Macrophage Inflammatory Proteins (MIP) belong to the family of chemotactic cytokines known as chemokines. In humans, there are two major forms, MIP-1alpha and MIP-1beta that are now officially named CCL3 and CCL4 respectively. Both are major factors produced by macrophages after they are stimulated with bacterial endotoxins. They activate human granulocytes (neutrophils, eosinophils and basophils) which can lead to acute neutrophilic inflammation. They also induce the synthesis and release of other pro-inflammatory cytokines such as interleukin 1 (IL-1), IL-6 and TNF-alpha from fibroblasts and macrophages. The genes for CCL3 and CCL4 are both located on human chromosome 17.

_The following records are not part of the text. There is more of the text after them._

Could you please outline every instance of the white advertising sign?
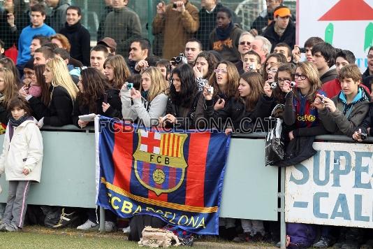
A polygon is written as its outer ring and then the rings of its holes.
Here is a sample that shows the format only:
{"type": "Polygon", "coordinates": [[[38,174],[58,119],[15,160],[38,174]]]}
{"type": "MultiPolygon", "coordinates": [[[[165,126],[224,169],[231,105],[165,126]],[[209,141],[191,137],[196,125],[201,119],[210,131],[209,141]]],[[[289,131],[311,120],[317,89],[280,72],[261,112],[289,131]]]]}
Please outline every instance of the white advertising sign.
{"type": "Polygon", "coordinates": [[[312,36],[353,52],[365,71],[373,45],[373,1],[298,0],[297,44],[303,46],[312,36]]]}
{"type": "Polygon", "coordinates": [[[313,146],[314,157],[286,168],[286,221],[373,228],[373,144],[313,146]]]}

Macrophage Inflammatory Protein-1 alpha (MIP-1a) Human Recombinant produced in E. coli is a single, non-glycosylated, polypeptide chain containing 70 amino acids and having a molecular mass of 7820 Dalton. The MIP-1a is purified by proprietary chromatographic techniques. The protein was lyophilized from 0.55 mg/ml solution containing no additives. Purity is greater than 98.0% as determined by RP-HPLC and SDS-PAGE. The biological activity is calculated by the ability of chemo-attraction of Human monocytes using 1-10 ng/ml. The sequence of the first five N-terminal amino acids was determined and was found to be, Ala-Ser-Leu-Ala-Ala.

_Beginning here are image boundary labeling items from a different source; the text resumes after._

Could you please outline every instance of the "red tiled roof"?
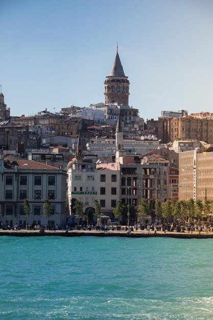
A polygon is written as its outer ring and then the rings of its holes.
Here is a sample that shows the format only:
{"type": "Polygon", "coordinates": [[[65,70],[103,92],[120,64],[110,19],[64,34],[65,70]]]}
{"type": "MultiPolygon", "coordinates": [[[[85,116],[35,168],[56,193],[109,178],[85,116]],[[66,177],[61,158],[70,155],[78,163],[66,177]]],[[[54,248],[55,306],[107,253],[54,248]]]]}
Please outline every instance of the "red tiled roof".
{"type": "Polygon", "coordinates": [[[37,162],[37,161],[34,161],[33,160],[26,160],[26,159],[16,159],[13,161],[11,161],[10,164],[7,164],[7,165],[13,168],[14,168],[16,163],[18,165],[18,169],[23,170],[29,170],[33,169],[34,170],[43,170],[45,169],[48,170],[59,170],[58,168],[53,167],[52,166],[49,166],[48,165],[45,165],[40,162],[37,162]]]}

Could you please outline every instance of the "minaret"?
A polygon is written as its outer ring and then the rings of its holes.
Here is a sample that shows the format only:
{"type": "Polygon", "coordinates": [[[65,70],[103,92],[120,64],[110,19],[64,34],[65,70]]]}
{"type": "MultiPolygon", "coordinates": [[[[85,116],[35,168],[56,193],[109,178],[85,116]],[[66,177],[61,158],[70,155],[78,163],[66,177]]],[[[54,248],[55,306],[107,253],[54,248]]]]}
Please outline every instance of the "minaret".
{"type": "Polygon", "coordinates": [[[0,87],[0,120],[2,121],[10,119],[10,108],[7,108],[7,104],[5,103],[5,97],[2,92],[2,85],[0,87]]]}
{"type": "Polygon", "coordinates": [[[117,49],[109,76],[104,82],[105,103],[117,103],[119,105],[129,105],[129,81],[121,64],[117,49]]]}
{"type": "Polygon", "coordinates": [[[115,162],[121,162],[121,157],[126,155],[123,147],[123,133],[121,110],[119,111],[119,119],[115,131],[115,162]]]}
{"type": "Polygon", "coordinates": [[[84,155],[83,154],[83,141],[81,130],[79,131],[76,148],[76,157],[78,163],[82,162],[84,155]]]}

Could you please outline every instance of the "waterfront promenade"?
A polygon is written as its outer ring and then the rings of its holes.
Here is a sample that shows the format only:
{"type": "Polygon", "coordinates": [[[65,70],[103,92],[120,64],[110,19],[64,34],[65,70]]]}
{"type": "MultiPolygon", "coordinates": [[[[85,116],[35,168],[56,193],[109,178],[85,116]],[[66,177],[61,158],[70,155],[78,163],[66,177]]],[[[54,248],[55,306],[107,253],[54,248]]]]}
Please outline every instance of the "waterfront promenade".
{"type": "Polygon", "coordinates": [[[40,232],[38,230],[26,230],[24,229],[15,231],[14,230],[0,230],[1,236],[12,236],[16,237],[43,237],[46,236],[62,236],[62,237],[82,237],[82,236],[94,236],[94,237],[125,237],[128,238],[146,238],[146,237],[171,237],[182,239],[207,239],[213,238],[213,232],[210,232],[208,234],[206,232],[194,231],[193,234],[188,234],[187,232],[175,232],[167,231],[165,233],[163,231],[150,231],[148,233],[147,230],[138,230],[137,232],[133,231],[130,235],[128,235],[126,231],[109,231],[107,232],[104,231],[97,231],[95,230],[91,231],[72,230],[66,232],[65,231],[57,230],[55,232],[52,230],[45,230],[44,232],[40,232]]]}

Protein quantitation was carried out by two independent methods:
1. UV spectroscopy at 280 nm using the absorbency value of 0.9 as the extinction coefficient for a 0.1% (1mg/ml) solution. This value is calculated by the PC GENE computer analysis program of protein sequences (IntelliGenetics).
2. Analysis by RP-HPLC, using a calibrated solution of MIP-1a as a Reference Standard.